La revelación periodística indica que a ambos, les retiraron la visa, aunque a Villarreal se le otorga un permiso para ingresar a territorio norteamericano.
Es una tremenda y nueva sacudida política a la administración de la presidenta Claudia Sheinbaum, aunque se trate sólo de una publicación periodística que el autor, Steve Fisher, defendió ayer mismo, después que los gobiernos de Sonora y Tamaulipas aseguraron que la publicación carece de veracidad.
Es tan grande el impacto de la crisis política que confronta al gobierno federal con el de Donald Trump, que el mismo Andrés Manuel López Obrador publicó ayer una larga carta en sus redes sociales, para manifestar su respaldo total a la presidenta Sheinbaum y afirmar, como lo hizo ella el domingo 31 de mayo en el Monumento a la Revolución, que una élite conservadora norteamericana ataca a Morena y al movimiento político que hoy es gobierno, porque pretende incidir para que la oposición regrese al poder.

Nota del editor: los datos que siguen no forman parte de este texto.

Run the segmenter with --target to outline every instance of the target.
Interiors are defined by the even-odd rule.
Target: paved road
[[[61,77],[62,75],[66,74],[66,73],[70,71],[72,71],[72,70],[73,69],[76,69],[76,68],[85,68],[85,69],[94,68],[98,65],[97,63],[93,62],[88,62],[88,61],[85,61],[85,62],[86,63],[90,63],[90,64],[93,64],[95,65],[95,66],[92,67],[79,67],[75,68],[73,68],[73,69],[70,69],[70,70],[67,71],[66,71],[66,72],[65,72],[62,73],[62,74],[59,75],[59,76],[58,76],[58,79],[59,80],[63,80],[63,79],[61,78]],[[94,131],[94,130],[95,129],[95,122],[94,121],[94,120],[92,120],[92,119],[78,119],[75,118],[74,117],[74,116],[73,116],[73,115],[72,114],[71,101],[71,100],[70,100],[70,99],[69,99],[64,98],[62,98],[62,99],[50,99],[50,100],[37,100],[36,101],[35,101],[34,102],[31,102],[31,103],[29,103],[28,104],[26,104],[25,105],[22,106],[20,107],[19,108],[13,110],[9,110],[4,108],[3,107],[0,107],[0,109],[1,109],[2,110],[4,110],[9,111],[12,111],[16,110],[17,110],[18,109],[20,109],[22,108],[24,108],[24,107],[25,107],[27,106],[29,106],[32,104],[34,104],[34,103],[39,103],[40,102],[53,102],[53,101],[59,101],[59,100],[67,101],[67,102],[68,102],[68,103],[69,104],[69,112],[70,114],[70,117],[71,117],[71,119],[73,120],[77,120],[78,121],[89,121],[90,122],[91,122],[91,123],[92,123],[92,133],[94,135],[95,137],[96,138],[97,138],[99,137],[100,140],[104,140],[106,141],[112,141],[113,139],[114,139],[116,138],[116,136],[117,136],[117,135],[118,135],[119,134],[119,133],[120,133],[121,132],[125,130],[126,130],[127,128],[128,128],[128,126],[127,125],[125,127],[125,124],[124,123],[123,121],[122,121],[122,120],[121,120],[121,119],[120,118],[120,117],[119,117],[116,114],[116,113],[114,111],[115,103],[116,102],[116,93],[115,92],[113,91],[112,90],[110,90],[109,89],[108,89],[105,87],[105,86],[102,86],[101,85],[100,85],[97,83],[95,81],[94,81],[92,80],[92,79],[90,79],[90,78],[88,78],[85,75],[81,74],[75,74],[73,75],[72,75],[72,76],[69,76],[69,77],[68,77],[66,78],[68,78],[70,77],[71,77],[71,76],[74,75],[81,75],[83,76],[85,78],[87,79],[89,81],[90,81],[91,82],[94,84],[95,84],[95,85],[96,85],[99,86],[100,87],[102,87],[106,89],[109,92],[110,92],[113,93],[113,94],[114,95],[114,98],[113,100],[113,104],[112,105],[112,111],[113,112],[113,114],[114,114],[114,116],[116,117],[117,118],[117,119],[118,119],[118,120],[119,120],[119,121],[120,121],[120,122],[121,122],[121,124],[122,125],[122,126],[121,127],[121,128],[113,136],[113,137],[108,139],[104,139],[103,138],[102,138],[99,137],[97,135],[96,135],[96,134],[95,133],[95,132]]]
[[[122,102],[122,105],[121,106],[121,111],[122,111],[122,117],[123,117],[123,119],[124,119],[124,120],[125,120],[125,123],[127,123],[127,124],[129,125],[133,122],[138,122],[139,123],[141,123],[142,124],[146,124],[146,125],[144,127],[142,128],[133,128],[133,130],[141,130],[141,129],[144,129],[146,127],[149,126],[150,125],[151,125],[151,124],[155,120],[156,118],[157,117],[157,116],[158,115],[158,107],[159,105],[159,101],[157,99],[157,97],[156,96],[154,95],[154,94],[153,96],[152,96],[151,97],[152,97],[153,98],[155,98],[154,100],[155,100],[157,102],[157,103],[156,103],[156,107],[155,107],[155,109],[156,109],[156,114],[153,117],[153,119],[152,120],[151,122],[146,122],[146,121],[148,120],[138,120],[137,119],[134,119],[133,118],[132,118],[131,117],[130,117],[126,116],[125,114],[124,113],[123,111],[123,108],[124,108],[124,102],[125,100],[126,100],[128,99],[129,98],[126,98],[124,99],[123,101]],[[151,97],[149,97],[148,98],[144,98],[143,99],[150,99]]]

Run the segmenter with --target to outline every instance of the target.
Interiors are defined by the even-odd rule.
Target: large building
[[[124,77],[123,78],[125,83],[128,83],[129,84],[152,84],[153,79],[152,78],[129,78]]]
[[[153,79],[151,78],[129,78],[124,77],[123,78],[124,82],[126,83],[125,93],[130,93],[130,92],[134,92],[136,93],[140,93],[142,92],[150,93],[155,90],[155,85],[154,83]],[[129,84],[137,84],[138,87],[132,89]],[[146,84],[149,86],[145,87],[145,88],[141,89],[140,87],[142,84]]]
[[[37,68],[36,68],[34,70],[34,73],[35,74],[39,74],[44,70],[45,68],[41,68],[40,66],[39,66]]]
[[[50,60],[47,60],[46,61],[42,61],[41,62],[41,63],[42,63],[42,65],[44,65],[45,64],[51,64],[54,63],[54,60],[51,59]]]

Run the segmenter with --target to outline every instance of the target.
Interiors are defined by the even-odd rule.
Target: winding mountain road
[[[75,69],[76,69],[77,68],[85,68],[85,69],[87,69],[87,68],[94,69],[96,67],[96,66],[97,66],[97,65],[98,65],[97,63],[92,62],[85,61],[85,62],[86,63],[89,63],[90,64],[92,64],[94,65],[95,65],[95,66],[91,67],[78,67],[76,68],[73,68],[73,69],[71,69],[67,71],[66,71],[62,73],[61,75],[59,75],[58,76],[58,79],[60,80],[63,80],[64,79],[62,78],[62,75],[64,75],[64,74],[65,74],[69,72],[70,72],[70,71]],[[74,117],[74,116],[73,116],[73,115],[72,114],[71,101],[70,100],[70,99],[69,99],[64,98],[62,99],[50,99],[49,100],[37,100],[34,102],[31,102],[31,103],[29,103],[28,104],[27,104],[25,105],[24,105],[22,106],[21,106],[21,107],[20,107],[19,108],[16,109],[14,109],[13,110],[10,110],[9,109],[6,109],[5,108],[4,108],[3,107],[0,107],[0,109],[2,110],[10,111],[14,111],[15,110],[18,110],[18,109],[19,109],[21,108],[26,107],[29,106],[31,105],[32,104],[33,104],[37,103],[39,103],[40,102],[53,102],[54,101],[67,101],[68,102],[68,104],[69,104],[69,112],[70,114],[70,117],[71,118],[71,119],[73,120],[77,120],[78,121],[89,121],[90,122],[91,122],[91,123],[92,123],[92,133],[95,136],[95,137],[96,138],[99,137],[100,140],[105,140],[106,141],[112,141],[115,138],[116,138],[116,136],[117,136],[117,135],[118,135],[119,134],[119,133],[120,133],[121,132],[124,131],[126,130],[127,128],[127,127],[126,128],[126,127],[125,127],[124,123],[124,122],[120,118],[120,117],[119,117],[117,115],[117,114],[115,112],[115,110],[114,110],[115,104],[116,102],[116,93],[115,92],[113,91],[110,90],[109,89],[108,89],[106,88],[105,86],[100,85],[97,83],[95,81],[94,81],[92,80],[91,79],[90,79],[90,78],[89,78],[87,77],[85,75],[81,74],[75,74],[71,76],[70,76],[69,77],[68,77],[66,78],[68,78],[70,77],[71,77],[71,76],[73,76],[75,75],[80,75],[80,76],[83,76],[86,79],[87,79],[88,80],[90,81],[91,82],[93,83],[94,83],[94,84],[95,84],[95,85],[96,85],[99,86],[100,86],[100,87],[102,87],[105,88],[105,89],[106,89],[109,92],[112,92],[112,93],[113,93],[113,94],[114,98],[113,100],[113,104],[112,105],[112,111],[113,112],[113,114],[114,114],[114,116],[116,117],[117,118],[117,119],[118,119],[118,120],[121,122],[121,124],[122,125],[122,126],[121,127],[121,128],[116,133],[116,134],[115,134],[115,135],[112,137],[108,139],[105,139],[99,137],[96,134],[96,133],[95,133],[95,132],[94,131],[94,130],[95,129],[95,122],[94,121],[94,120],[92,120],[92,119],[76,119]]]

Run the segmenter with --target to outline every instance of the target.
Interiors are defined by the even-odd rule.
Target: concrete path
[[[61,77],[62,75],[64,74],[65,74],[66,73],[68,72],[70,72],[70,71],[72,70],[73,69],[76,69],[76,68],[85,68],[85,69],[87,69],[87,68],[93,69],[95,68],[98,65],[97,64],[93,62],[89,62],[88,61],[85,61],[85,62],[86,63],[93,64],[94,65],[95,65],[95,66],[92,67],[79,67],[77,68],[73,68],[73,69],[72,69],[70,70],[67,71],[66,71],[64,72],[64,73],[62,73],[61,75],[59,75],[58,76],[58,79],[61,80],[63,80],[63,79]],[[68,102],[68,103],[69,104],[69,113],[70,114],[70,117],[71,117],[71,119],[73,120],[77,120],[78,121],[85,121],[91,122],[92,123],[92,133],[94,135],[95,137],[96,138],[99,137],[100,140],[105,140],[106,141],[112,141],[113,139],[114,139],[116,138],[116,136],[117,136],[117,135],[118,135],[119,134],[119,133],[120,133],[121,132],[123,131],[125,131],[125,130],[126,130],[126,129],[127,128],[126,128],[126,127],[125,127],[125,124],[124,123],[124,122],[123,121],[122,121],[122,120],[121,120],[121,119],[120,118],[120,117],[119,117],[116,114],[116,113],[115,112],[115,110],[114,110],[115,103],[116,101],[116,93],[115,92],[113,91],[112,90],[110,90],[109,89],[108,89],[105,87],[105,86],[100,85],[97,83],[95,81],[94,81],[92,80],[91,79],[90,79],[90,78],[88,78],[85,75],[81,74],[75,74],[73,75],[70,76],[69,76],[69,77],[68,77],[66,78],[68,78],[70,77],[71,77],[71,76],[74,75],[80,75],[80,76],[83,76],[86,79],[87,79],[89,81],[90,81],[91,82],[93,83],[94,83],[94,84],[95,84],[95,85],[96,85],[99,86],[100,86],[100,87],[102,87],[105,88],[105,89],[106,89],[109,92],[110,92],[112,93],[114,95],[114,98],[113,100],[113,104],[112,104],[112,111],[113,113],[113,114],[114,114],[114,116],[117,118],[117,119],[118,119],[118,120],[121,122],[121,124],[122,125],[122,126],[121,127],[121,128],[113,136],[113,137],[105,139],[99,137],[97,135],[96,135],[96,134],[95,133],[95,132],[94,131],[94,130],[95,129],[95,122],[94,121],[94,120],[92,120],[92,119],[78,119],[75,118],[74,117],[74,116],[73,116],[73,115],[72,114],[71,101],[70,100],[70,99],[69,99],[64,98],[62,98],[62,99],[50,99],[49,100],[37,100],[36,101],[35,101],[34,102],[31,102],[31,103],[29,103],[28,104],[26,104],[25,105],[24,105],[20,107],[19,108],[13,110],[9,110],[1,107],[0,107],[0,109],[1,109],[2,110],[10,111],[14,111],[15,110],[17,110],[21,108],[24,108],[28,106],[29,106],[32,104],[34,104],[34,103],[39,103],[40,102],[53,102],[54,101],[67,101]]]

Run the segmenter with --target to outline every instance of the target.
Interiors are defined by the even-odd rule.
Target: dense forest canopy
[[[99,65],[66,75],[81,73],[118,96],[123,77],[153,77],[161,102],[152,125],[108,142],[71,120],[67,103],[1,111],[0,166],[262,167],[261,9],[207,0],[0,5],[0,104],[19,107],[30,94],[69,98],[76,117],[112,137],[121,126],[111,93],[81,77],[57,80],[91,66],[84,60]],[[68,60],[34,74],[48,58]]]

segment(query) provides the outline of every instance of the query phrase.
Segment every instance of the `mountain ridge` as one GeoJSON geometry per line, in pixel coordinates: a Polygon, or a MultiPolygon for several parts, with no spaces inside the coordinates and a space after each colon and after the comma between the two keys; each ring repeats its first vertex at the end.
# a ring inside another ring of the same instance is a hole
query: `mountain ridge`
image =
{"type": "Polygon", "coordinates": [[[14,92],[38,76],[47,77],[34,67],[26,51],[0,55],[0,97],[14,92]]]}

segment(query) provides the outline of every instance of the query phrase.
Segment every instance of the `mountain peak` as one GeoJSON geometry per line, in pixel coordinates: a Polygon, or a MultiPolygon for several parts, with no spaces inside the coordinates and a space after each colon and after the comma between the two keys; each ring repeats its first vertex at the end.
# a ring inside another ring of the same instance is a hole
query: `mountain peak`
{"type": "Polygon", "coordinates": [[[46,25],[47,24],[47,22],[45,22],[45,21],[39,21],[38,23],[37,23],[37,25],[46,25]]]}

López Obrador, además, hace público su anhelo para que “regrese el otro Trump”, a quien él conocido como presidente durante su primer mandato y de quien ahora extraña –vueltas que da la historia– “su estilo de gobierno”.
Es revelador que en esta ocasión, la presidenta Sheinbaum haya pedido en su rueda de prensa mañanera que los nuevos señalamientos “los aclaren ellos”, Durazo y Villarreal.
La crisis se ha extendido desde mediados de abril y la mandataria mexicana agudizó las diferencias con su discurso y acusaciones del domingo pasado. Las consecuencias ahora están sobre la mesa.
Parecía que el asunto Rocha Moya entraba en aparente pausa al menos durante el mes y días en que se celebrará el Mundial de Futbol, a partir del 11 de junio. Además, la primera audiencia del general Gerardo Mérida Sánchez (exsecretario de Seguridad de Sinaloa), deja un largo paréntesis hasta agosto próximo, cuando volverá a comparecer en el juzgado.
El discurso presidencial, la carta de López Obrador y la publicación periodística que señala a dos de los gobernadores en funciones con más nexos al expresidente, ahondan sin duda las diferencias entre naciones, pero también afectan la posición de la administración federal ante los mexicanos.
¿Otra vez dejará la presidenta Sheinbaum en manos de la Fiscalía General de la República decidir si investiga? Hasta ahora no ha sucedido nada.